Gene look profiles ( CEL format ) were analyzed by R linguistic communication ( Team, 2012 ) . These informations were first normalized utilizing the Robust Multichip Averaging ( RMA ) algorithm ( Irizarry et al. , 2003 ) . Limma bundle ( Smyth, 2005 ) in R linguistic communication was applied to place the DEGs.
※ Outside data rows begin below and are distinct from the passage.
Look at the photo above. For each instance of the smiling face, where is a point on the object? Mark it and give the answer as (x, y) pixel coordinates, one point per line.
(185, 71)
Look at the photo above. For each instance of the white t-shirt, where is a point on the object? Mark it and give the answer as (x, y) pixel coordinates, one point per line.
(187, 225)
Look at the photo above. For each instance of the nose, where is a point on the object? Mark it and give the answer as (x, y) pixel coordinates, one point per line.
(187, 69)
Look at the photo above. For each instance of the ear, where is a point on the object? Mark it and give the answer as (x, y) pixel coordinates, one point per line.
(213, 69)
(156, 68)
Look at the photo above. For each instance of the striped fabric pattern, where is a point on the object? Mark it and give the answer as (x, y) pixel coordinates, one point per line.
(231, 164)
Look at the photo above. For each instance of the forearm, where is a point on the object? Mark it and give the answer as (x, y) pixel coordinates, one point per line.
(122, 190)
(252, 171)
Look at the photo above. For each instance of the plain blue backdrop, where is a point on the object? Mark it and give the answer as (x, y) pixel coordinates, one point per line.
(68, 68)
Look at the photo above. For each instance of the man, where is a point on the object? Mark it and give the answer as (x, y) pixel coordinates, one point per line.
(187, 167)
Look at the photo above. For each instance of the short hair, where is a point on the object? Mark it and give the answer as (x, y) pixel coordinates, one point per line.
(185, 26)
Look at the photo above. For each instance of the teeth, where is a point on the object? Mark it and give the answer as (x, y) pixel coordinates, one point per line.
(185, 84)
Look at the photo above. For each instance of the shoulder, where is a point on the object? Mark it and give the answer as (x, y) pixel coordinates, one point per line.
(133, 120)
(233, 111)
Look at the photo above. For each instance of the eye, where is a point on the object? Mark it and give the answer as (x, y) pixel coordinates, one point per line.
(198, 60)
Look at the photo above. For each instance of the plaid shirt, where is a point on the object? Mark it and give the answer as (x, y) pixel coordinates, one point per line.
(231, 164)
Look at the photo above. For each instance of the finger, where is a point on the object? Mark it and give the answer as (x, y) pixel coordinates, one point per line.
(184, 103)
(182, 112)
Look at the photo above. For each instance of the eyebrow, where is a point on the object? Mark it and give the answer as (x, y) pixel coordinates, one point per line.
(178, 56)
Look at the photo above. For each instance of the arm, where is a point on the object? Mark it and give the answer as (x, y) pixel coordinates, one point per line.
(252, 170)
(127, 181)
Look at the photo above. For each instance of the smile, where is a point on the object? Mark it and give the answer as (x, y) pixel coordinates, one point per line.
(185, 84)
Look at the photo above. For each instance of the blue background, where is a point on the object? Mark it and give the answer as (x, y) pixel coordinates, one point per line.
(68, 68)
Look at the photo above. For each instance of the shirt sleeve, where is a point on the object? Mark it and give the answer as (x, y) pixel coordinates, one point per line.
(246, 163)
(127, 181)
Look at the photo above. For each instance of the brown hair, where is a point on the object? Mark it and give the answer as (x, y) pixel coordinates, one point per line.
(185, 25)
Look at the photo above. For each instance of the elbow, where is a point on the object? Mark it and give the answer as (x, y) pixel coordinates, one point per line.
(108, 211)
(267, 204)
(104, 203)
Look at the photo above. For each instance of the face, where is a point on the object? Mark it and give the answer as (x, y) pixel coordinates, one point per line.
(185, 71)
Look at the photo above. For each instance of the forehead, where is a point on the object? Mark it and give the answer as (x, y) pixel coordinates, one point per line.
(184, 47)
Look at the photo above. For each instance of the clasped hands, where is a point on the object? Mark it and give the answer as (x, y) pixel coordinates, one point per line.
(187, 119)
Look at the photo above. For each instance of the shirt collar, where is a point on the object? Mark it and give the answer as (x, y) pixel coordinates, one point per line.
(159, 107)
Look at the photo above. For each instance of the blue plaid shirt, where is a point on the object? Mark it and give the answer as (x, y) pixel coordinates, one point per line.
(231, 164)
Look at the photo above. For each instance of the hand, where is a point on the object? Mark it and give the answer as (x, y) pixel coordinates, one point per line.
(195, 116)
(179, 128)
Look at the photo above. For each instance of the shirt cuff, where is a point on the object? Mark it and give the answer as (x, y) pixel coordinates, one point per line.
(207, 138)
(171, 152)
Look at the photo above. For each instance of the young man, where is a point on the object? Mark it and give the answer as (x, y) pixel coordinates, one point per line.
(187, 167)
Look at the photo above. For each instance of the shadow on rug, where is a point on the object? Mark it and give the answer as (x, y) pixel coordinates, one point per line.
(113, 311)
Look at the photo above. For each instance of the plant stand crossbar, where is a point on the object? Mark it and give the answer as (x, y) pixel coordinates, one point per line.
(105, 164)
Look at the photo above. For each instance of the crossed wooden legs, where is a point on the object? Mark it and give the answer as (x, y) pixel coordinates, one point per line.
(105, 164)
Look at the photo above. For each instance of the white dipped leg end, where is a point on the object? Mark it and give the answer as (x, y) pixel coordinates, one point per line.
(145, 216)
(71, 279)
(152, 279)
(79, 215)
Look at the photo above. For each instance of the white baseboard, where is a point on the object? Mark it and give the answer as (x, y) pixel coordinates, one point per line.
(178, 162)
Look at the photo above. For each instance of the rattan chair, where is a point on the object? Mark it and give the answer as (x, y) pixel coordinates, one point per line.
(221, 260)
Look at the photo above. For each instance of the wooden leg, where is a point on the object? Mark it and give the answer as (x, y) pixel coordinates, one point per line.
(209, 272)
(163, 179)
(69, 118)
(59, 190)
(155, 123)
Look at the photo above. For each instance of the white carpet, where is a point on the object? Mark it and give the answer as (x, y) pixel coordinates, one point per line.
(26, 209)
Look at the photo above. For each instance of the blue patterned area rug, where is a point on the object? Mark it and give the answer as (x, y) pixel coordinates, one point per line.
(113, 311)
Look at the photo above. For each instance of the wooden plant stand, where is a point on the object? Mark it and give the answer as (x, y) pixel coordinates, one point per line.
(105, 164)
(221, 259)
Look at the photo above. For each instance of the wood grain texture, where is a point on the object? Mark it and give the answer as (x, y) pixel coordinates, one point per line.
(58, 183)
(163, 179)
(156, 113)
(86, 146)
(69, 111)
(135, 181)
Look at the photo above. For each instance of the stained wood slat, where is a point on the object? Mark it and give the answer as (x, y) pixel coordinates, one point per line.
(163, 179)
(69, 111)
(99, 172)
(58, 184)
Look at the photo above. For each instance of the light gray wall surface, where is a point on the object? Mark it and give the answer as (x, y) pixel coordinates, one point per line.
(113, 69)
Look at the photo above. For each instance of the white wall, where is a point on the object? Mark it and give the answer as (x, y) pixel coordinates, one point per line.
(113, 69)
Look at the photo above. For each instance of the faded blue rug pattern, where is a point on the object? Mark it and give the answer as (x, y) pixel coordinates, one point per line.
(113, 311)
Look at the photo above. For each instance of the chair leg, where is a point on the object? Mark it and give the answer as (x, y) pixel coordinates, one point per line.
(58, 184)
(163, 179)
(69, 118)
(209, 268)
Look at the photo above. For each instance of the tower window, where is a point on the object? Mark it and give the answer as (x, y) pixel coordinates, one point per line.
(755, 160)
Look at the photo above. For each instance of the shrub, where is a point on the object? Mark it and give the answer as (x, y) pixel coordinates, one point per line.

For DEGs between stomachic malignant neoplastic disease samples and normal controls, after t-test was applied, the adj.P-value which was adjusted by Benjamini-Hochberg method ( Benjamini and Hochberg, 1995 ) less than 0.05 were set as threshold. Due to different sensitivenesss of different platforms, for DEGs between celecoxib-treated AGS samples and control AGS samples, P-value without accommodation less than 0.01 was set as the cut-off standard. Then, the common DEGs shared by the two groups of DEGs were screened out.

Pathways Enrichment of DEGs

The pathways enrichment analysis of the common DEGs were carried out with DAVID ( Database for Annotation, Visualization and Integrated Discovery ) ( Dennis Jr et al. , 2003 ) package based on KEGG ( Kyoto Encyclopedia of Genes and Genomes ) tract databases ( Kanehisa and Goto, 2000 ) . P-value less than 0.1 and the cistron count in each tract no less than 2 were set as cut-off standards.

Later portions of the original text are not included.